Colorado State University Logo

NREL Computing Conversations

Rubel Updates
2024-10-15

Rubel becoming a lot more Slurmy!

Rubel has been a shared compute cluster in NREL since around 2005. From a brief initial experiment with 3 Sun Ultra 5 systems to an initial system with 9 nodes and 18 processing threads, it has grown to over 1800 threads now.

In that time, we've used a lot of mechanisms for using the resource (see below for ways we have parallelized code!) but over time, the tool that emerged as the one we want to use is Slurm. Slurm is a cluster workload manager that has a huge number of features, but for us the strong points are:

Structure

Well Behaved Rubel Jobs (Ideal)

If your job is not well behaved you will either have problems or cause problems. Let's discuss things to see what solution is best.

Slurm will now enforce job resource limits

Jobs will now be terminated if they exceed their allocation of:

This is an important change to help keep rubel stable and to allow jobs to co-exist, but it requires everyone to know their jobs better and request appropriate resouces. We know this is hard espeically with complex code or code that uses libraries from other people. To solve this we must do some actual testing of the code.

It may be tempting to simply request a lot of resources, but that will both slow your job down as well as harm others.

Connecting to Rubel

From within the WCNR/NREL network, ssh to rubel.nrel.colostate.edu. This will land you on one of the login nodes.

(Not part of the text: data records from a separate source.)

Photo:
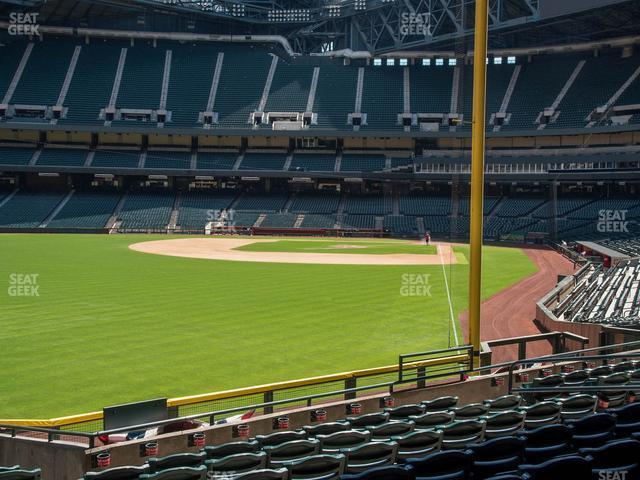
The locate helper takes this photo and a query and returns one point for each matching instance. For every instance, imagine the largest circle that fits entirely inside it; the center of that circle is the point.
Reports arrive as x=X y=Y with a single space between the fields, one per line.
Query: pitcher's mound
x=223 y=249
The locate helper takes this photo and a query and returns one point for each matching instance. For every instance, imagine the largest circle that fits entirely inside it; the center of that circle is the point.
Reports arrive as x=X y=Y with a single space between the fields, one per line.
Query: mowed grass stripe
x=112 y=325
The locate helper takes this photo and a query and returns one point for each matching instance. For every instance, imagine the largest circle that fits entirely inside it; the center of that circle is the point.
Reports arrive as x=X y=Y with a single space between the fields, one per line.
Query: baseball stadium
x=318 y=239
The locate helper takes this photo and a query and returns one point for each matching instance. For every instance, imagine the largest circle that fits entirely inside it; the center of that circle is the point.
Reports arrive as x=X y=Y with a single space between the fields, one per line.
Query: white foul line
x=446 y=283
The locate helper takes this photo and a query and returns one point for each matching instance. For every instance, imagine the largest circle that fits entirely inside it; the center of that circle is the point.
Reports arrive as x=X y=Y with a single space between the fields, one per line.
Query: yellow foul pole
x=477 y=173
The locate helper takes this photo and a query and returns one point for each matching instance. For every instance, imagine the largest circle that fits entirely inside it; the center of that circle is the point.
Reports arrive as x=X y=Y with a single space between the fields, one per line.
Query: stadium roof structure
x=376 y=26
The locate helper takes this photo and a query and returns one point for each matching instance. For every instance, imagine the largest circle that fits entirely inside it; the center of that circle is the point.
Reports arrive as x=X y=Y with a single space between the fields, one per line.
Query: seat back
x=463 y=432
x=323 y=467
x=577 y=406
x=571 y=466
x=265 y=474
x=389 y=429
x=368 y=420
x=418 y=443
x=276 y=454
x=503 y=423
x=238 y=463
x=404 y=411
x=432 y=420
x=470 y=411
x=116 y=473
x=440 y=404
x=326 y=428
x=505 y=402
x=231 y=448
x=347 y=439
x=451 y=464
x=178 y=473
x=391 y=472
x=277 y=438
x=370 y=455
x=177 y=460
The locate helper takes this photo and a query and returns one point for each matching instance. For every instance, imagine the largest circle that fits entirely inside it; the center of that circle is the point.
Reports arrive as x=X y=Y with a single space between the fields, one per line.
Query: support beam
x=477 y=174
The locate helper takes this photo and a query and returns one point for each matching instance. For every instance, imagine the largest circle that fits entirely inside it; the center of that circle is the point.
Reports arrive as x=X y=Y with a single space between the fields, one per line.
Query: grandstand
x=178 y=151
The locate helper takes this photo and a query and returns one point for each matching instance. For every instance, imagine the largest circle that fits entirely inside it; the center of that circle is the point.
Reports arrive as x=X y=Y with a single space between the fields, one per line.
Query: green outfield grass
x=112 y=325
x=371 y=247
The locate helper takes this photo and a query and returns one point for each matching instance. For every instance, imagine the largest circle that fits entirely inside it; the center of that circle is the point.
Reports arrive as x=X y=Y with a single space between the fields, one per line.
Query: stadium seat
x=390 y=429
x=317 y=467
x=418 y=443
x=368 y=420
x=577 y=406
x=347 y=439
x=391 y=472
x=504 y=403
x=503 y=424
x=293 y=450
x=614 y=456
x=21 y=474
x=627 y=419
x=546 y=442
x=451 y=465
x=497 y=456
x=462 y=432
x=470 y=411
x=543 y=413
x=571 y=466
x=117 y=473
x=592 y=431
x=440 y=404
x=369 y=455
x=404 y=411
x=179 y=473
x=326 y=428
x=277 y=438
x=265 y=474
x=238 y=463
x=431 y=420
x=231 y=448
x=177 y=460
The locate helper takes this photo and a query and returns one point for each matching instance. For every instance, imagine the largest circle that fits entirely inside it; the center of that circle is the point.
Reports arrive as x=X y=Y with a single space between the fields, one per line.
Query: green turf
x=111 y=325
x=346 y=246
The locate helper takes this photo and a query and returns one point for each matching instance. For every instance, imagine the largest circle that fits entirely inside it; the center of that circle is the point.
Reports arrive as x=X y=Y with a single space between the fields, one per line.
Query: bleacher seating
x=66 y=157
x=263 y=161
x=382 y=98
x=216 y=160
x=417 y=204
x=167 y=159
x=146 y=210
x=28 y=210
x=368 y=204
x=16 y=156
x=86 y=210
x=313 y=162
x=255 y=202
x=290 y=88
x=362 y=163
x=116 y=159
x=315 y=202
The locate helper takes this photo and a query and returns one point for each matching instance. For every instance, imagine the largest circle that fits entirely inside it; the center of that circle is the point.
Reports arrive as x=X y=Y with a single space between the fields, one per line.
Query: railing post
x=268 y=398
x=350 y=382
x=421 y=372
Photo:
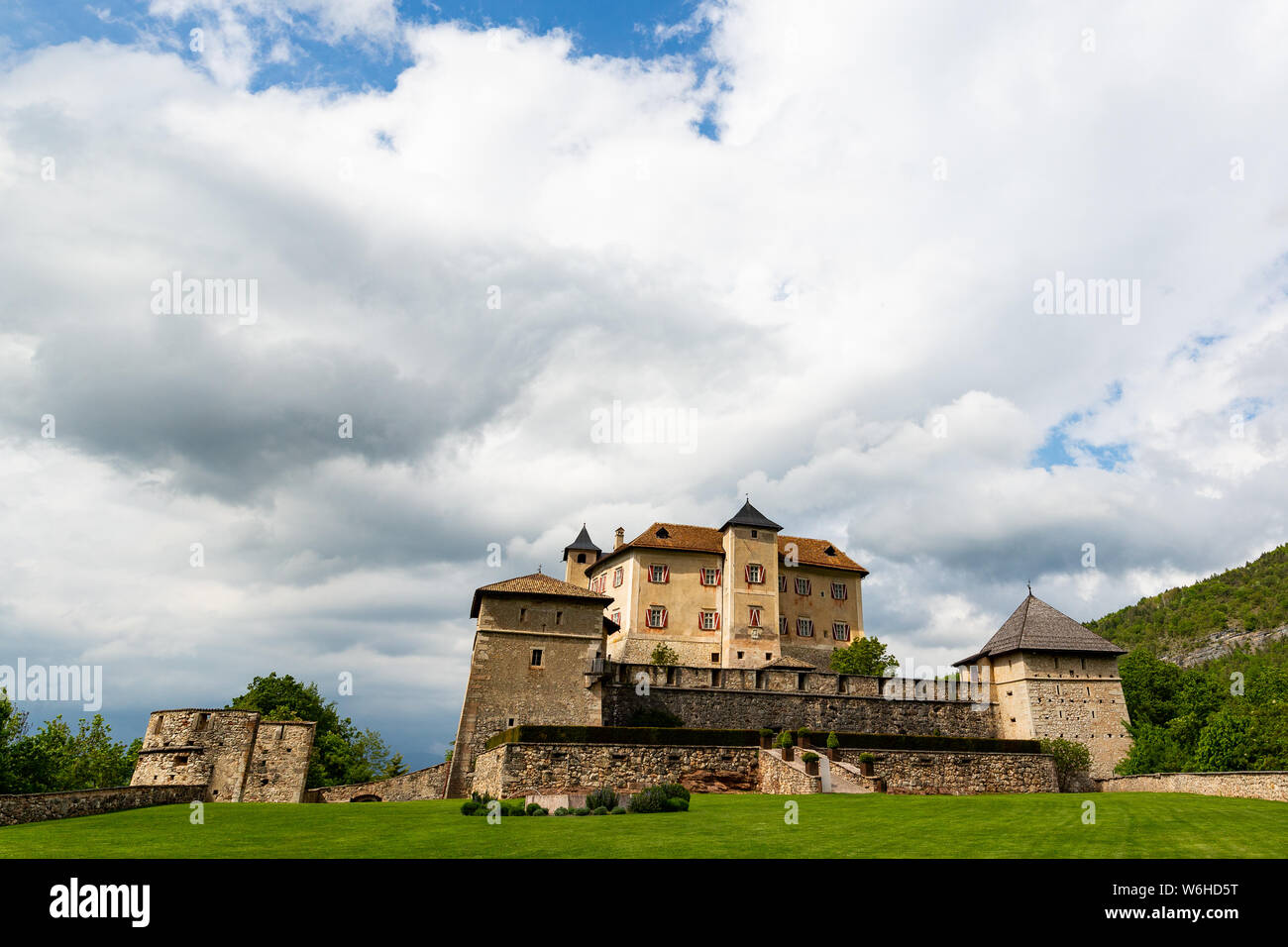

If off campus, you can ssh to trailridge.nrel.colostate.edu, and then from there ssh to rubel.nrel.colostate.edu.

Partitions: Uses and Restrictions

Basic batch scheduling with sbatch

Log into rubel, and from one of the login nodes, you would run 'sbatch yourscript'. In the simplest form, an sbatch script would have several parameters set at the top as lines that start with "$SBATCH". For example, here is a script that just runs the sleep command: #!/usr/bin/env bash #SBATCH --array=1-3600 # Run these array ids #SBATCH --job-name=sleeper # A single job name for the array #SBATCH --ntasks-per-node=1 # Each job uses one core... #SBATCH --nodes=1 # ...on one node #SBATCH --output=/dev/null # Standard output #SBATCH --error=/dev/null # Standard error #SBATCH --mem-per-cpu=800M #SBATCH --mail-user=Your.Email@colostate.edu #SBATCH --mail-type=ALL sleep $(( $RANDOM % 20 + 10 )) # (This command does not matter much, just an example of sleeping between 10 and 30 seconds) This is just like having a bash script with just the sleep line, but calling it as: sbatch --array=1-3600 --job-name=sleeper --ntasks-per-node=1 --nodes=1 --output=/dev/null --error=/dev/null --time=3:00 --mem-per-cpu=800M --mail-user=Ty.Boyack@colostate.edu --mail-type=ALL script.sh Clearly keeping all the options in the script is easier to remember and repeat the job.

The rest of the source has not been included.